The "'71" project began when Glasgow-based producer Angus Lamont took an idea for a chase film to Burke, best known for his play "Black Watch," about British soldiers in the Iraq war. The pair fashioned something they saw as a parallel to Mel Gibson's "Apocalypto," in its lean, elemental storytelling. The project eventually landed with Demange, who then worked on further developing the script.

Even while telling the story from Hook's point-of-view, the film manages to capture the complicated political situation of the Troubles without favoring one side over the other. Thrown into something he can't immediately comprehend, Hook is lost in more ways than one, such as in a startling sequence in which he is led to safety by a young boy.
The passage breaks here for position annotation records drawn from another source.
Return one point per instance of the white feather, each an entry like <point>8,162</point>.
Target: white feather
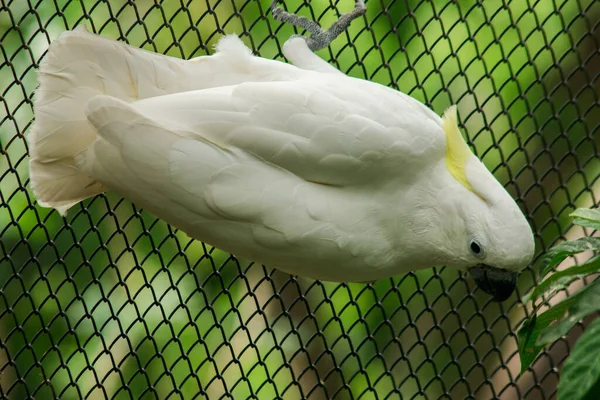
<point>295,166</point>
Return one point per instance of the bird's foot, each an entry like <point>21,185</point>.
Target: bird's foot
<point>319,37</point>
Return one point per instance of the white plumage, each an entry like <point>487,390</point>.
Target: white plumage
<point>299,167</point>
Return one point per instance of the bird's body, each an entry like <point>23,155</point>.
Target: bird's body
<point>298,167</point>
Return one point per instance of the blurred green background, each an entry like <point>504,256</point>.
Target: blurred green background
<point>109,302</point>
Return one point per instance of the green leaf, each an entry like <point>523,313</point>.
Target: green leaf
<point>587,223</point>
<point>529,332</point>
<point>581,304</point>
<point>561,279</point>
<point>590,214</point>
<point>581,371</point>
<point>558,253</point>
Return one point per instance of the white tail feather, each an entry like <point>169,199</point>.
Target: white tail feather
<point>79,66</point>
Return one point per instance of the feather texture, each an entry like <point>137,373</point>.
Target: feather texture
<point>299,167</point>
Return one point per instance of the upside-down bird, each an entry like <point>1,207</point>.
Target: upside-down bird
<point>296,166</point>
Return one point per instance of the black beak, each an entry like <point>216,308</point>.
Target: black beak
<point>500,283</point>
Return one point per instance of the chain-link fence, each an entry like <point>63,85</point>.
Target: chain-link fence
<point>112,303</point>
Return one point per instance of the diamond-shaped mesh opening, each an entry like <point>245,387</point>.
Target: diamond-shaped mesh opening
<point>112,303</point>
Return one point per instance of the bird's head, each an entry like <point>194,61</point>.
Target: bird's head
<point>490,236</point>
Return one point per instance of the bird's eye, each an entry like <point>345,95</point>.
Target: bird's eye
<point>476,248</point>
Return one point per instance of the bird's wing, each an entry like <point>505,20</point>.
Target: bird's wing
<point>227,196</point>
<point>332,131</point>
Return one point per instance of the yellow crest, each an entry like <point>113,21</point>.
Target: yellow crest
<point>457,150</point>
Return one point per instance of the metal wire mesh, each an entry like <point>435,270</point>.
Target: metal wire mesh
<point>112,303</point>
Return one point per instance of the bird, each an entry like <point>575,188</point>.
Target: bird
<point>293,165</point>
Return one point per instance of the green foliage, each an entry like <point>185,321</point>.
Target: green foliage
<point>581,371</point>
<point>109,298</point>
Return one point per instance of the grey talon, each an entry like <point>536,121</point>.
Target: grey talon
<point>319,37</point>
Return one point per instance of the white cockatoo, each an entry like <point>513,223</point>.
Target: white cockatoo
<point>295,166</point>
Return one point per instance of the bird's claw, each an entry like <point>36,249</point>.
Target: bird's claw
<point>319,38</point>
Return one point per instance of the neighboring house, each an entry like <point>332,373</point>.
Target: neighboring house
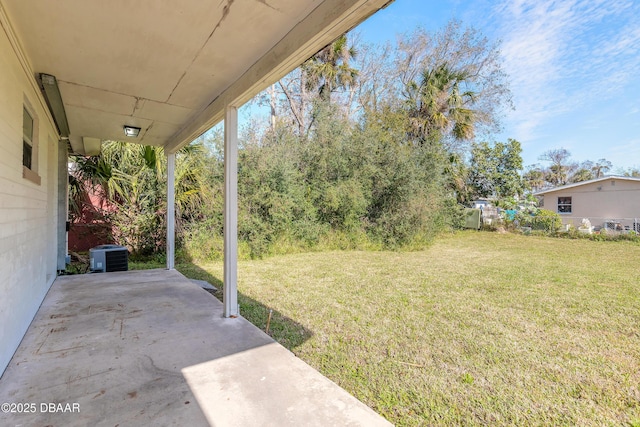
<point>613,201</point>
<point>74,73</point>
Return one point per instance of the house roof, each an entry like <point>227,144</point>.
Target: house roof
<point>168,67</point>
<point>591,181</point>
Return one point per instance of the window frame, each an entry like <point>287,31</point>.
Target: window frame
<point>565,202</point>
<point>30,172</point>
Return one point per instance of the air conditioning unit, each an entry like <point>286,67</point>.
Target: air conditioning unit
<point>105,258</point>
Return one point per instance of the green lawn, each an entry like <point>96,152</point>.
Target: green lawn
<point>479,329</point>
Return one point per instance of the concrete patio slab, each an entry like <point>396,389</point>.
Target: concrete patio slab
<point>152,348</point>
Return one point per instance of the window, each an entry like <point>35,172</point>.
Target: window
<point>564,204</point>
<point>27,139</point>
<point>29,144</point>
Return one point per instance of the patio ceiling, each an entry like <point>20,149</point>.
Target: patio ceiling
<point>170,68</point>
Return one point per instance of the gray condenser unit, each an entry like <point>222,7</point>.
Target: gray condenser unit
<point>106,258</point>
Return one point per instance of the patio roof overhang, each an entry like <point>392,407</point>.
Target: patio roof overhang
<point>169,68</point>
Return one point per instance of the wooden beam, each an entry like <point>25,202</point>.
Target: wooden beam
<point>322,26</point>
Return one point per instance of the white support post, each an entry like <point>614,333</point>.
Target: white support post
<point>63,204</point>
<point>171,211</point>
<point>230,287</point>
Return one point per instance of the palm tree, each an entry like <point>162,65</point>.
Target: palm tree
<point>438,106</point>
<point>330,69</point>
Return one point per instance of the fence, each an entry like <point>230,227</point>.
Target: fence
<point>613,225</point>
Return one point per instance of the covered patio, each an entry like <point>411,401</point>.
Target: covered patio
<point>153,348</point>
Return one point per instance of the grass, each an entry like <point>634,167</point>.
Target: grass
<point>478,329</point>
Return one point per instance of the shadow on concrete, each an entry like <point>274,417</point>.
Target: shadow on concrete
<point>149,347</point>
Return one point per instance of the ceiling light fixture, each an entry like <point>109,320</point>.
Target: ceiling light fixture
<point>131,131</point>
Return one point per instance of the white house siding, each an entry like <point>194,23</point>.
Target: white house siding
<point>28,211</point>
<point>608,199</point>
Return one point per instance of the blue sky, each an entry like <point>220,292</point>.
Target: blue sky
<point>574,68</point>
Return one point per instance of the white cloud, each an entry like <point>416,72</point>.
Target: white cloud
<point>562,54</point>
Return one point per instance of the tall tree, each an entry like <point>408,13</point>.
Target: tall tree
<point>467,52</point>
<point>494,170</point>
<point>560,169</point>
<point>601,167</point>
<point>440,106</point>
<point>331,69</point>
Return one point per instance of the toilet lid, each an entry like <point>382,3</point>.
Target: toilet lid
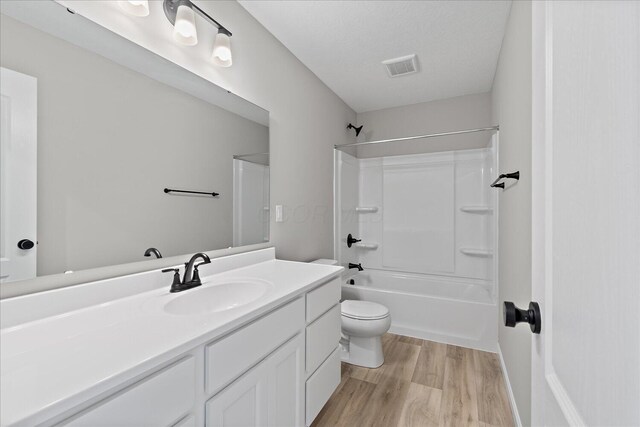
<point>363,310</point>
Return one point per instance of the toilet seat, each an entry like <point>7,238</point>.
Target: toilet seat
<point>363,310</point>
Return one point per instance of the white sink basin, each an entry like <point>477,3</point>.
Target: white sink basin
<point>211,298</point>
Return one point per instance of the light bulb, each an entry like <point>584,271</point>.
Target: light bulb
<point>184,30</point>
<point>222,50</point>
<point>135,7</point>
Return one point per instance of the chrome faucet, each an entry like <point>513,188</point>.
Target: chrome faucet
<point>153,251</point>
<point>191,277</point>
<point>358,266</point>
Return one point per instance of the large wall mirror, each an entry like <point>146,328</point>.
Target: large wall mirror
<point>95,128</point>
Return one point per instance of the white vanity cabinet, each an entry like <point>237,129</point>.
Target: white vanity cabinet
<point>270,394</point>
<point>322,346</point>
<point>277,370</point>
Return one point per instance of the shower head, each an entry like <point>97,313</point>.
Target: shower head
<point>357,129</point>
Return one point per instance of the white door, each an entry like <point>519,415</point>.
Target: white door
<point>250,203</point>
<point>586,213</point>
<point>18,163</point>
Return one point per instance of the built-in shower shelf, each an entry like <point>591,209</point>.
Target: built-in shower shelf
<point>477,209</point>
<point>367,209</point>
<point>366,245</point>
<point>485,253</point>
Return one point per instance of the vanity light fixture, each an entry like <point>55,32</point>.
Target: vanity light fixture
<point>181,14</point>
<point>135,7</point>
<point>222,49</point>
<point>184,25</point>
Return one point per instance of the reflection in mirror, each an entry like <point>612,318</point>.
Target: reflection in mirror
<point>92,137</point>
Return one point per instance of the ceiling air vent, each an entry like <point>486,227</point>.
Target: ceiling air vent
<point>401,66</point>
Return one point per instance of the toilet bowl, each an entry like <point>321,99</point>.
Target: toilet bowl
<point>363,324</point>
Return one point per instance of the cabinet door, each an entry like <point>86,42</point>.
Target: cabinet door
<point>243,402</point>
<point>269,394</point>
<point>286,384</point>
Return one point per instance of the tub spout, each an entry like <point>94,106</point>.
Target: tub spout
<point>358,266</point>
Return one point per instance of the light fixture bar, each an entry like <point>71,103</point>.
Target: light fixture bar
<point>171,8</point>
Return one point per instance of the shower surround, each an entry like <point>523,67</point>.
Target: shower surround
<point>427,224</point>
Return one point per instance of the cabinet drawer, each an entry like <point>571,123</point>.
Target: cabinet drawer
<point>322,299</point>
<point>231,356</point>
<point>188,421</point>
<point>160,399</point>
<point>322,337</point>
<point>322,384</point>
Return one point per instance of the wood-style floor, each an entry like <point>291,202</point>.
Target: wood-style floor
<point>421,383</point>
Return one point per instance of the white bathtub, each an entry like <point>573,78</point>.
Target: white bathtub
<point>443,310</point>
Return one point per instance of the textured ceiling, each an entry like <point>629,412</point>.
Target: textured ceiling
<point>344,43</point>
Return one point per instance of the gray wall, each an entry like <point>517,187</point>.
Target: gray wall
<point>307,119</point>
<point>106,149</point>
<point>452,114</point>
<point>512,110</point>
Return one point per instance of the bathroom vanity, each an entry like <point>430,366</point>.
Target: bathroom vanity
<point>256,344</point>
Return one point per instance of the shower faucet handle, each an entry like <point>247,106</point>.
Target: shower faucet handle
<point>351,240</point>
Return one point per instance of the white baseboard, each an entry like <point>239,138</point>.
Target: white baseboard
<point>507,383</point>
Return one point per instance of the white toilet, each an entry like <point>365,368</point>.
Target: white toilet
<point>363,324</point>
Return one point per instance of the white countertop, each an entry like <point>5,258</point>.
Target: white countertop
<point>52,364</point>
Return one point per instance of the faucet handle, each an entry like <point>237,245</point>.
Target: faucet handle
<point>195,279</point>
<point>176,284</point>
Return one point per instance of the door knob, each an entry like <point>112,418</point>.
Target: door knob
<point>25,244</point>
<point>514,315</point>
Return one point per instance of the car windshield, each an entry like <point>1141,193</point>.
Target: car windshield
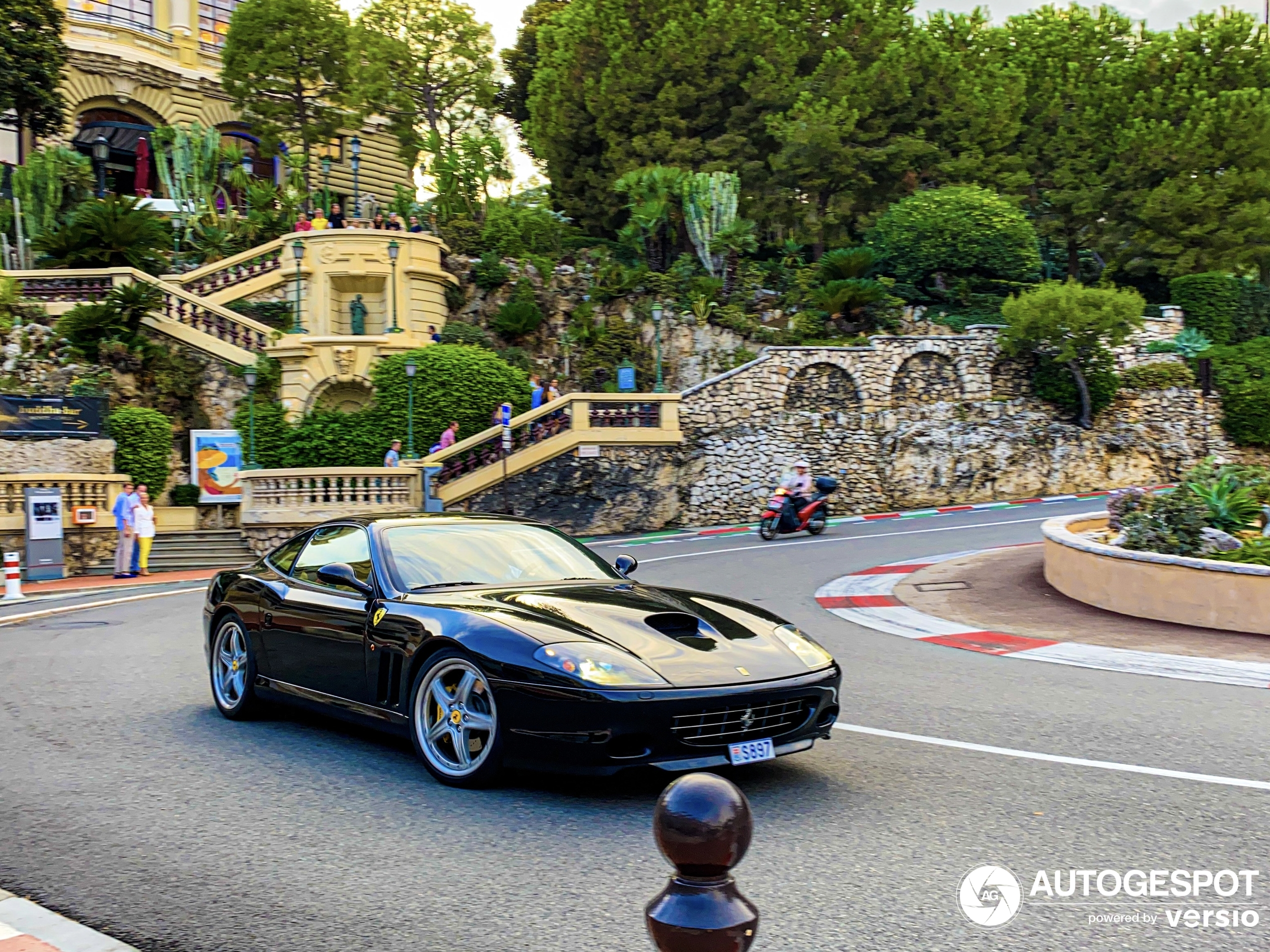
<point>487,554</point>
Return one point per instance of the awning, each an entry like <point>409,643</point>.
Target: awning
<point>122,136</point>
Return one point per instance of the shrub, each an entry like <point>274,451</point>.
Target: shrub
<point>958,231</point>
<point>490,272</point>
<point>184,494</point>
<point>516,230</point>
<point>1210,304</point>
<point>1054,382</point>
<point>1158,376</point>
<point>1172,525</point>
<point>464,333</point>
<point>521,315</point>
<point>462,384</point>
<point>1241,375</point>
<point>462,235</point>
<point>142,446</point>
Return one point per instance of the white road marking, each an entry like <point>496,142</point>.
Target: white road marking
<point>842,539</point>
<point>64,610</point>
<point>1054,758</point>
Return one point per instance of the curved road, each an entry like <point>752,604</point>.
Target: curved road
<point>128,803</point>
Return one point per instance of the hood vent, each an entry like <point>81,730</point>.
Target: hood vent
<point>682,628</point>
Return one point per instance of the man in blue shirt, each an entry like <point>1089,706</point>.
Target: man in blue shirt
<point>122,512</point>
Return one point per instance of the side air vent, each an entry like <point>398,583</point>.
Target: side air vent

"It had to remain balanced. It couldn't take sides," said Demange. "Who am I to take sides, for a start? I wouldn't have felt comfortable with it."

"The whole point was, and Yann would bang on about this, we just had to keep everybody human," said Burke. "We can't ever feel we're in the trap of making anybody the bad guy. Life is complex and full of gray areas. Everybody, in any situation, thinks they are doing the right thing."

As the project moved toward production, there was a realization that the necessary locations in Belfast were in scarce supply, as the revitalized city no longer had the inventory of period-appropriate buildings and spaces needed.


"If you want to be authentic to the look of Belfast in 1971, you couldn't do it in Belfast," said Lamont. "You had to find it somewhere else."

That meant the production actually shot in four cities in England — Liverpool, Blackburn, Sheffield and Leeds — with at least one chase scene in the film featuring shots from multiple cities. The apartment complex where the movie's finale takes place is meant to stand in for Belfast's notorious Divis Flats, contested ground during the Troubles that was knocked down in the 1980s. A similar-looking complex, now unoccupied, was found in Sheffield.

"Belfast in those days resembled a northern English mill town," said Burke. "We thought it would be a neat trick where you have a physical environment that has a familiarity to this young guy and yet the people are completely alien to him. They don't talk like him, they all look the same, they seem the same, but they're also completely different."

Though the mix of politics and action, emotional insight and adrenaline-rush excitement in "'71" seems cohesive in hindsight, it was at the start a risky proposition.

"It sounds incredibly naïve now to say it, but I never thought I was making an action film," said Demange. "I thought it was about kids growing up in conflict, I thought it was a chase film, many different things. It's not really an out-and-out art-house film, and it's not really an out-and-out multiplex film. If you had told me I was making an out-and-out action film, I'd have said of course not."